How a HELOC actually works: two very different phases
A home equity line of credit (HELOC) works like a credit card secured by your house: you get a credit limit, borrow what you need when you need it, and pay interest only on what you’ve drawn. Its lifetime splits into two phases that feel like two different loans:
- Draw period (usually 10 years). You can borrow, repay, and re-borrow freely. Required payments are typically interest-only — affordable, but your balance never shrinks on its own.
- Repayment period (usually 10–20 years). The line closes to new borrowing and whatever you owe converts to a fully amortizing loan: every payment now includes principal, so payments jump substantially.

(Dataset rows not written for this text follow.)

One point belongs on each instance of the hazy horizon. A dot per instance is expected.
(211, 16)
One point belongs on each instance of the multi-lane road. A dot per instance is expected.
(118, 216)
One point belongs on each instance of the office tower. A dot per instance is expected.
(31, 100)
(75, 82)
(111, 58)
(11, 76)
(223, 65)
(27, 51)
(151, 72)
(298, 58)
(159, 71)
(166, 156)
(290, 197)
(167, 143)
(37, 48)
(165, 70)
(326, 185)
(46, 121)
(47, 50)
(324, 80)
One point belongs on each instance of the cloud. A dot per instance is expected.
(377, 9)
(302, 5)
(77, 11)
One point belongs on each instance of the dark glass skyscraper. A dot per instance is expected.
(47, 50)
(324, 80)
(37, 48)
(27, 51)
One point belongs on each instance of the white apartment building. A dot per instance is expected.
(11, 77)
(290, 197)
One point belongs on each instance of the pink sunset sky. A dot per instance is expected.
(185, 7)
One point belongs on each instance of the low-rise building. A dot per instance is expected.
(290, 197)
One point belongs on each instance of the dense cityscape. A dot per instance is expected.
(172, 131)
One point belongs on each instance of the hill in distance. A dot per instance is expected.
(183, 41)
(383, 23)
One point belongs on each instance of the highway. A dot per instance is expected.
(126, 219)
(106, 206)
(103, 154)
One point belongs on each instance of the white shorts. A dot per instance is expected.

That jump is called payment shock, and it’s the single most important thing to understand before signing. On a $50,000 balance at 9%, the interest-only payment is $375/month — but when the repayment period starts, the payment becomes roughly $450/month over 20 years, and over $633/month over 10 years. The calculator above shows your exact before-and-after numbers so you can budget for the second phase from day one.
The variable-rate factor
Most HELOCs float with the prime rate: when the Federal Reserve moves, your rate — and next month’s payment — moves too. A practical stress test: rerun the calculator with your rate 2 percentage points higher. If that payment would strain your budget, consider borrowing less, or ask your lender about a fixed-rate lock option, which many HELOCs now offer on part or all of the balance. If you want full rate certainty from the start, compare with our home equity loan calculator — same collateral, fixed rate, fixed payment.

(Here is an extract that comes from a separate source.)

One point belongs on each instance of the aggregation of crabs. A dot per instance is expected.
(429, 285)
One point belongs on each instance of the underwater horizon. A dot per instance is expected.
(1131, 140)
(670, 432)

Why HELOCs boomed when mortgage rates rose
Millions of homeowners locked in mortgages near 3% in 2020–2021. For them, a cash-out refinance at today’s 6–7% would reprice their entire mortgage just to extract some cash — a terrible trade. A HELOC (or home equity loan) taps equity while leaving the cheap first mortgage untouched, which is why home-equity borrowing has surged since 2022. The HELOC’s draw-as-you-need design also means a renovation that runs in stages doesn’t rack up interest on money sitting idle.
Smart HELOC habits
- Pay principal during the draw period, even though you don’t have to. Every dollar of principal you retire early shrinks both your interest cost and the payment jump later.
- Don’t treat the line as an emergency fund substitute. Lenders can freeze or reduce HELOCs when home values drop — exactly when you might need the money.

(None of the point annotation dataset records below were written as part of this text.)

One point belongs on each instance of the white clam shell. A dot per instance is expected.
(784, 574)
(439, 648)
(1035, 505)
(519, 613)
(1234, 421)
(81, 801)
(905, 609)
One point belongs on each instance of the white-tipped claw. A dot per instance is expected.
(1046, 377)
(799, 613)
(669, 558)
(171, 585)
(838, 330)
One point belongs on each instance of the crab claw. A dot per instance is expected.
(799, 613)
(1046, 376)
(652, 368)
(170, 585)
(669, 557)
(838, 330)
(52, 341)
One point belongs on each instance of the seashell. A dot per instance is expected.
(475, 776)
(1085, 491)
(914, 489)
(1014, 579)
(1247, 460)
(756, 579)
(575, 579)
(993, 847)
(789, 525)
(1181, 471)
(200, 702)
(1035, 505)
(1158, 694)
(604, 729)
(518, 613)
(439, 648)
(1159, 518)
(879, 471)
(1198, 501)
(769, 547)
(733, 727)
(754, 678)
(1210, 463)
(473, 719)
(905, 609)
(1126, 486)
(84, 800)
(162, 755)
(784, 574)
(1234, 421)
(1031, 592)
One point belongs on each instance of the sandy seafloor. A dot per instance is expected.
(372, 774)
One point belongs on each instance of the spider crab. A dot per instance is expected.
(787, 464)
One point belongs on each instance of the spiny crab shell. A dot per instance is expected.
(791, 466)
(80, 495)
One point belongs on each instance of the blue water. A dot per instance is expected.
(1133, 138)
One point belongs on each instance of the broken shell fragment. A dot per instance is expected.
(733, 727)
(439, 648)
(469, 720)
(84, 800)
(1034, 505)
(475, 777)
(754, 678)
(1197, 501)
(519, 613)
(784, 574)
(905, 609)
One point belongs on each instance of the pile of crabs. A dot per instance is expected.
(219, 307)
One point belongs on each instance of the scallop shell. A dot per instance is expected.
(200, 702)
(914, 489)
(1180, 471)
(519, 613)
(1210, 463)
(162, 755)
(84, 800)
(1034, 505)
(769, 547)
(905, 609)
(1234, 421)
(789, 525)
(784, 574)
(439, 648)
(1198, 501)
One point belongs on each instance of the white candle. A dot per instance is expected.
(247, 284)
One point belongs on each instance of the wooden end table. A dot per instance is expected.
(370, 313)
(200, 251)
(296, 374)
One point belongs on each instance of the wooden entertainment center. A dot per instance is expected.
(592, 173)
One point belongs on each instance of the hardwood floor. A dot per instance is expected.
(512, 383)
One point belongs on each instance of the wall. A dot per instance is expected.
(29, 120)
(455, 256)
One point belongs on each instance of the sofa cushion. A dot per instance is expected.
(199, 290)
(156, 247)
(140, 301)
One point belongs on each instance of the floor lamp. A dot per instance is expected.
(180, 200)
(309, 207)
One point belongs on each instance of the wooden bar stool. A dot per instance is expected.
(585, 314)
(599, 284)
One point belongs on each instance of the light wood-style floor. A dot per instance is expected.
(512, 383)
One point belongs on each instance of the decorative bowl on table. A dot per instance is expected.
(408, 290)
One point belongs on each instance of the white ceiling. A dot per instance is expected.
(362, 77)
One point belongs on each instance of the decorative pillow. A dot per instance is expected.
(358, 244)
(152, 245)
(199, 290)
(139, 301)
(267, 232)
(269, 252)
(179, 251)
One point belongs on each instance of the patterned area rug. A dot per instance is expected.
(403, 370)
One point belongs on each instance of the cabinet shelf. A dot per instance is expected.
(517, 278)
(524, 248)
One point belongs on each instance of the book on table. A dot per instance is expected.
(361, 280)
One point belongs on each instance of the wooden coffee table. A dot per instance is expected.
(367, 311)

- Watch the fees: annual fees ($50–$100), early-closure fees, and appraisal costs vary widely between lenders and are often negotiable.
- Borrow for things that outlast the debt. A roof, not a vacation. The house is the collateral either way.
Frequently Asked Questions
How are HELOC payments calculated during the draw period?
During the draw period (typically 10 years) most HELOCs require interest-only payments: your monthly payment is simply your outstanding balance × (annual rate ÷ 12). On a $50,000 balance at 9%, that is $375 per month. The balance itself does not shrink unless you voluntarily pay principal.
What happens when the draw period ends?
The line closes to new borrowing and the loan converts to full principal-and-interest amortization over the repayment period (typically 10–20 years). Payments jump — often 50–100% higher than the interest-only payment. This “payment shock” surprises many borrowers, and it is exactly what this calculator shows you in advance.
Are HELOC rates fixed or variable?
Most HELOCs have variable rates tied to the prime rate, so your payment can rise or fall over time. Many lenders offer a fixed-rate conversion option that locks a portion of your balance at a fixed rate. This calculator assumes a constant rate — run it again with a higher rate to stress-test your budget.
HELOC vs home equity loan — which is cheaper?
Neither is universally cheaper. A HELOC lets you borrow only what you need, when you need it, so you pay interest on less. A home equity loan gives you rate certainty. If rates rise, the fixed loan wins; if they fall or you borrow gradually, the HELOC often wins.
Can I pay off a HELOC early?
Yes — most HELOCs have no prepayment penalty, though some charge an early-closure fee if you close the line within the first few years. Paying principal during the draw period reduces both your interest cost and the size of the payment jump later.
Is my information stored?
No. All calculations happen in your browser. Nothing is saved or transmitted.
Disclaimer: This calculator is for educational purposes only and provides estimates based on the numbers you enter. It is not financial, legal, or tax advice. Actual loan terms, rates, and payments depend on your lender and personal circumstances. All calculations run in your browser — nothing you enter is stored or sent anywhere.